Situated within a high-footfall area of Aldgate, Vine Street functions primarily as a corridor—a place people move through rather than linger in. The installation responded to this condition by using subtle light trails and illumination to reveal architectural details, surfaces, and rhythms that are often ignored. Rather than imposing a spectacle, the work operated quietly, allowing the space itself to become visible through gradual shifts in light and perception. The intervention encouraged moments of pause, reflection, and sensory awareness within an otherwise utilitarian environment.
Conceptually, the work explores the tension between presence and absence in contemporary cities. Vine Street, like many urban thresholds, holds layered histories of movement, migration, labour, and memory, yet these narratives often remain invisible within everyday routines. By activating the site through light, the installation sought to momentarily disrupt habitual patterns of movement and invite viewers to acknowledge the emotional and historical dimensions embedded within the built environment.
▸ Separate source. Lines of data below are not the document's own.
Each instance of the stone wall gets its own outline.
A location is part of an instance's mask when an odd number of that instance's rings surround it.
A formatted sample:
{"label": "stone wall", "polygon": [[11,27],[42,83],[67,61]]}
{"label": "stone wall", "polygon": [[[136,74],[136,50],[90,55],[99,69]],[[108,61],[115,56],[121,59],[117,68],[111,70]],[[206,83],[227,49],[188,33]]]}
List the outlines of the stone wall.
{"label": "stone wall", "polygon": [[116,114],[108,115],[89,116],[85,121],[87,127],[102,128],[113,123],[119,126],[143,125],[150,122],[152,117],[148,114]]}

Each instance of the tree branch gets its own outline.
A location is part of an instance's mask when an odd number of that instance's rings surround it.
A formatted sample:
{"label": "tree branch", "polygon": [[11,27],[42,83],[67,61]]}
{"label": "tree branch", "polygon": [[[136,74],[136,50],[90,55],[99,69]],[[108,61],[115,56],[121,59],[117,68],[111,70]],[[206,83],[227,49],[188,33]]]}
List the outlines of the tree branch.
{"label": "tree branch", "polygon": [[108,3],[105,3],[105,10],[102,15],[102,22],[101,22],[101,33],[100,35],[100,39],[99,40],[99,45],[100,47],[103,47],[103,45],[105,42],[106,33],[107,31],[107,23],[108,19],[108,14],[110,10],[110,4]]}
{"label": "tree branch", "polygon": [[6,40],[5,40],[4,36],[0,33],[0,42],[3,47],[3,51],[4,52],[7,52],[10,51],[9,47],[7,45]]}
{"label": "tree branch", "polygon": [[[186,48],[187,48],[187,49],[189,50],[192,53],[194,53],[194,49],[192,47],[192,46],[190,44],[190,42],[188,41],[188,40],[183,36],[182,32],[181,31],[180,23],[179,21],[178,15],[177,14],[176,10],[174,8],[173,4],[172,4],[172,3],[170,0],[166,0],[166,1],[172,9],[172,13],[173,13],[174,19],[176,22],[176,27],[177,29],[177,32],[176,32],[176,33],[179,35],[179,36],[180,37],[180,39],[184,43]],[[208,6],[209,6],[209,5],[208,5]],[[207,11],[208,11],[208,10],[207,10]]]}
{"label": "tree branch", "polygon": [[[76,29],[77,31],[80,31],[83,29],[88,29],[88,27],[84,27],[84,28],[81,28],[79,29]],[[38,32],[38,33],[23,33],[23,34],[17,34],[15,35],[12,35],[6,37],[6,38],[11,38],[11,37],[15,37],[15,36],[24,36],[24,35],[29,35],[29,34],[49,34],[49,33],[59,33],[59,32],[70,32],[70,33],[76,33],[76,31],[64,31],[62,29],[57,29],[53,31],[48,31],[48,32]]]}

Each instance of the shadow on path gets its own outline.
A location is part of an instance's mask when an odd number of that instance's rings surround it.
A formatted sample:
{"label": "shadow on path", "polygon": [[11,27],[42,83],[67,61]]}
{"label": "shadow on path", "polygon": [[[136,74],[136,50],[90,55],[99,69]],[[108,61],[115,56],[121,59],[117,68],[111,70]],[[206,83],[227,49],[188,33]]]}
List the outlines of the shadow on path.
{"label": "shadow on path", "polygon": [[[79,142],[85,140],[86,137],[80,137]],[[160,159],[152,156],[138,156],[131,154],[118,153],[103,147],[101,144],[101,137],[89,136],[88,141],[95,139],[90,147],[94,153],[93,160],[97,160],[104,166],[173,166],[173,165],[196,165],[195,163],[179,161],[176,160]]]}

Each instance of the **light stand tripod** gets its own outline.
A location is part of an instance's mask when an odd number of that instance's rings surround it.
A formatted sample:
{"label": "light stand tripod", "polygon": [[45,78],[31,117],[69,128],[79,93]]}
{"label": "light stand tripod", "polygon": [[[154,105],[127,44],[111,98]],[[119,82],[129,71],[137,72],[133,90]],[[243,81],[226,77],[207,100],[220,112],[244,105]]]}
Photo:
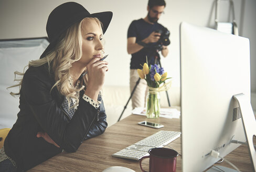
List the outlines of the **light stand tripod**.
{"label": "light stand tripod", "polygon": [[[159,53],[158,53],[158,50],[156,49],[155,50],[155,55],[154,56],[154,56],[155,57],[155,64],[159,64],[159,65],[160,66],[160,67],[162,68],[161,63],[160,63],[160,56],[159,55]],[[140,80],[141,80],[141,78],[139,78],[138,79],[138,80],[136,82],[136,85],[134,86],[134,88],[133,88],[132,92],[131,93],[131,95],[130,95],[129,99],[128,99],[128,101],[127,101],[126,104],[124,106],[124,109],[123,110],[123,112],[122,112],[122,113],[121,114],[120,116],[119,117],[119,119],[118,119],[118,122],[119,122],[119,121],[120,121],[120,119],[122,117],[122,116],[123,115],[123,114],[125,110],[127,108],[127,105],[129,103],[129,101],[131,100],[131,99],[132,98],[132,96],[133,96],[133,93],[134,93],[134,91],[135,91],[135,89],[137,88],[137,86],[138,85],[138,83],[140,82]],[[164,83],[165,83],[165,82],[164,82]],[[167,92],[167,91],[166,91],[166,96],[167,96],[167,100],[168,100],[168,104],[169,105],[169,106],[170,107],[170,101],[169,100],[169,96],[168,95],[168,92]]]}

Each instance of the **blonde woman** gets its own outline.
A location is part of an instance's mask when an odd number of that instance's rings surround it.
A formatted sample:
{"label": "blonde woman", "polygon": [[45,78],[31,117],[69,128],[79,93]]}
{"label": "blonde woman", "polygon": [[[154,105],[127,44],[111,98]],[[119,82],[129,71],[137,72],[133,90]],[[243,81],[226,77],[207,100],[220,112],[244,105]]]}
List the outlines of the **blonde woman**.
{"label": "blonde woman", "polygon": [[26,171],[62,150],[75,152],[83,140],[104,132],[100,90],[108,68],[100,60],[112,16],[90,14],[74,2],[50,13],[50,44],[39,60],[29,62],[20,83],[20,110],[0,149],[0,171]]}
The Empty Spaces: Lights of Vine Street was developed in collaboration with Aldgate Connect BID, London Metropolitan University, Heard Storytelling, Migration Museum, Urbanest UK, and the City of London Corporation’s Community Infrastructure Levy Neighbourhood Funds. This collaborative framework was central to the project, ensuring that the installation responded meaningfully to local context and community narratives. Through this process, the work became not only an artistic intervention but also a platform for dialogue around belonging, transition, and shared urban space.
Public response to the installation highlighted its capacity to alter perception without instruction. Many viewers encountered the work unexpectedly during daily commutes, experiencing brief moments of curiosity, calm, or reflection. In this way, Lights of Vine Street functioned as a gentle counterpoint to the pace of the city, proposing that even the most overlooked spaces can hold significance when attention is redirected toward them.
As part of The Empty Spaces series, the project reflects an ongoing interest in how minimal, site-responsive interventions can reveal the emotional and social dimensions of urban architecture. Lights of Vine Street represents a move toward sustained public art practice, situating absence not as emptiness, but as a space of potential, memory, and encounter within the contemporary city.